CNI: “O grande desafio é materializar a reforma tributária”
Há uma expectativa de que governo Lula envie ainda nesta semana os primeiros projetos que vão detalhar a reforma
Em entrevista à Novabrasil nesta segunda-feira (15), o economista Fabio Guerra, gerente de Política Econômica da Confederação Nacional da Indústria (CNI), disse que o Congresso está diante do que chamou de “grande desafio” para materializar a reforma tributária aprovada no ano passado.
Há uma expectativa de que o governo Lula envie ainda nesta semana os primeiros projetos que vão detalhar a reforma, a despeito da viagem do ministro da Fazenda, Fernando Haddad, aos Estados Unidos, para participar de reunião do G20.

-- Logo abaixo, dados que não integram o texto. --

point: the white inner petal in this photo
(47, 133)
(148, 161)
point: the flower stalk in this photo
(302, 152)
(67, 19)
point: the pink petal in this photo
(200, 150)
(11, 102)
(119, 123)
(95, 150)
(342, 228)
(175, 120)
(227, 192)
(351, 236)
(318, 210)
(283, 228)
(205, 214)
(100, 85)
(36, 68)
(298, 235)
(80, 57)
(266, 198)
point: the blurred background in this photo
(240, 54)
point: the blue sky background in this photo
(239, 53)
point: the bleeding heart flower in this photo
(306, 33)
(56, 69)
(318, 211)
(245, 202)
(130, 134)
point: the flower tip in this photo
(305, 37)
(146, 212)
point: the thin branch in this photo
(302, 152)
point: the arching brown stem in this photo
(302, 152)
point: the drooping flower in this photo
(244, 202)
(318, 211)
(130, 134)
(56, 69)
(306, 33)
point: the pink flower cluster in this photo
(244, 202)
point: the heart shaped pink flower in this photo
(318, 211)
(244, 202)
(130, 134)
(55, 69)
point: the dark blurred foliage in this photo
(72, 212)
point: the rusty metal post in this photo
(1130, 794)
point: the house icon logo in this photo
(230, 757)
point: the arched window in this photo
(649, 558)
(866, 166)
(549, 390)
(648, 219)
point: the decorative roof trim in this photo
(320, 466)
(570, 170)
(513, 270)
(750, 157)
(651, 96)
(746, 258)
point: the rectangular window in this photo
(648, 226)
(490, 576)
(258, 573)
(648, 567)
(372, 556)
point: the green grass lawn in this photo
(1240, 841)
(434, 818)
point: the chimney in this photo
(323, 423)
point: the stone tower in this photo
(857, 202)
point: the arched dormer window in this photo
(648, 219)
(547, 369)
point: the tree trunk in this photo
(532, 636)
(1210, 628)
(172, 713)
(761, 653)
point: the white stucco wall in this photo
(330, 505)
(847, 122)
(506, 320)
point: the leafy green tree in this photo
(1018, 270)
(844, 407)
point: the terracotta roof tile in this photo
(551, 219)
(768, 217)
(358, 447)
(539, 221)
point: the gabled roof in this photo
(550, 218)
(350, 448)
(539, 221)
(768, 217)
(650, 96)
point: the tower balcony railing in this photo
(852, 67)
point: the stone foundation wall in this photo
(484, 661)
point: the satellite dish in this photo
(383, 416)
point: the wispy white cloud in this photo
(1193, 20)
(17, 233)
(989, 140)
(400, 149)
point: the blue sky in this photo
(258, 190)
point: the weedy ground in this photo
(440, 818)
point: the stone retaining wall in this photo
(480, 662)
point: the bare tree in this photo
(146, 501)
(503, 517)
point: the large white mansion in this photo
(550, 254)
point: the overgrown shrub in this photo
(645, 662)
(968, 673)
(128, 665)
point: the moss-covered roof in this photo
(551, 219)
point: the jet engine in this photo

“Ano passado demos um grande passo para modernizar o nosso modelo tributário. Agora, nesta etapa de regulamentação, o grande desafio é materializar as diretrizes em regras claras, objetivas e aplicáveis às empresas, de modo que dê a elas segurança jurídica”, disse Guerra.
Confira abaixo:
O economista comentou que a regulamentação da reforma é aguardada pela indústria brasileira para que haja, por exemplo, uma redução do custo tributário do investimento. O cronograma de implementação das mudanças tributárias se estenderá pela próxima década, mas Guerra ponderou que as decisões a serem tomadas neste ano serão fundamentais para a eficácia da reforma.

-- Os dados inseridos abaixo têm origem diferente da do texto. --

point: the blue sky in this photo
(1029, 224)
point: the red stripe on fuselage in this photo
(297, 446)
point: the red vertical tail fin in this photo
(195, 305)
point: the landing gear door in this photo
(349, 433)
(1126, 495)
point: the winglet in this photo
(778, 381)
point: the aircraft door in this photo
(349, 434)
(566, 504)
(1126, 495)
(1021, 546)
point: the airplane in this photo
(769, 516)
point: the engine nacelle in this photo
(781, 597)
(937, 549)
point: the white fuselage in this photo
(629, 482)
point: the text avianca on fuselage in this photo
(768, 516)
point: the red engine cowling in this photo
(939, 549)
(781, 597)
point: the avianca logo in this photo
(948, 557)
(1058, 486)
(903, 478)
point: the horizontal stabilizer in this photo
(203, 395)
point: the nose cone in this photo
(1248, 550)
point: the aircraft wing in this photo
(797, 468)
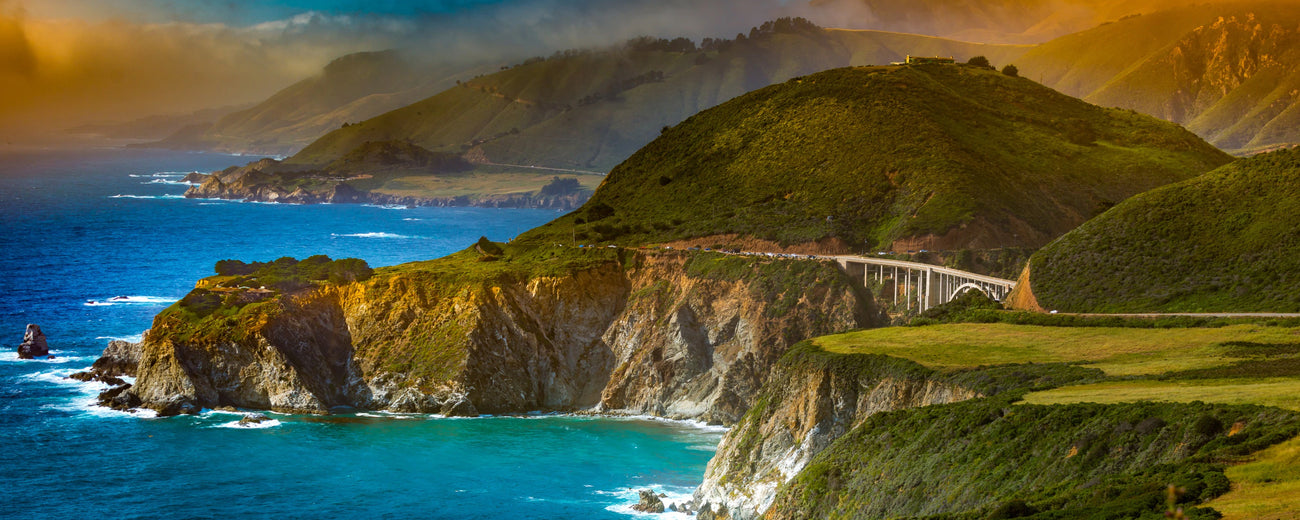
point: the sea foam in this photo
(130, 300)
(380, 234)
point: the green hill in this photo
(1222, 242)
(937, 156)
(1227, 72)
(350, 89)
(590, 109)
(1006, 21)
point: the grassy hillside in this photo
(592, 109)
(1225, 70)
(943, 156)
(1066, 451)
(1220, 242)
(350, 89)
(1006, 21)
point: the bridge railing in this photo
(922, 285)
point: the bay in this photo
(82, 229)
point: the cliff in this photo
(869, 436)
(341, 193)
(393, 173)
(527, 328)
(811, 399)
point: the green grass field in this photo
(1279, 391)
(1117, 351)
(1233, 365)
(1266, 488)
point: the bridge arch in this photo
(969, 286)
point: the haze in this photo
(69, 63)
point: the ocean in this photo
(81, 229)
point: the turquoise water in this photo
(83, 228)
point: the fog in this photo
(68, 63)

Entre os pontos de alerta elencados pela CNI, está o de que é preciso, no entender da confederação, definir uma redação clara, objetiva e segura que garanta a implementação do crédito amplo do IVA, o tributo único a ser criado, para que todas a aquisições feitas pelas empresas deem direito a crédito, em nome da não cumulatividade plena.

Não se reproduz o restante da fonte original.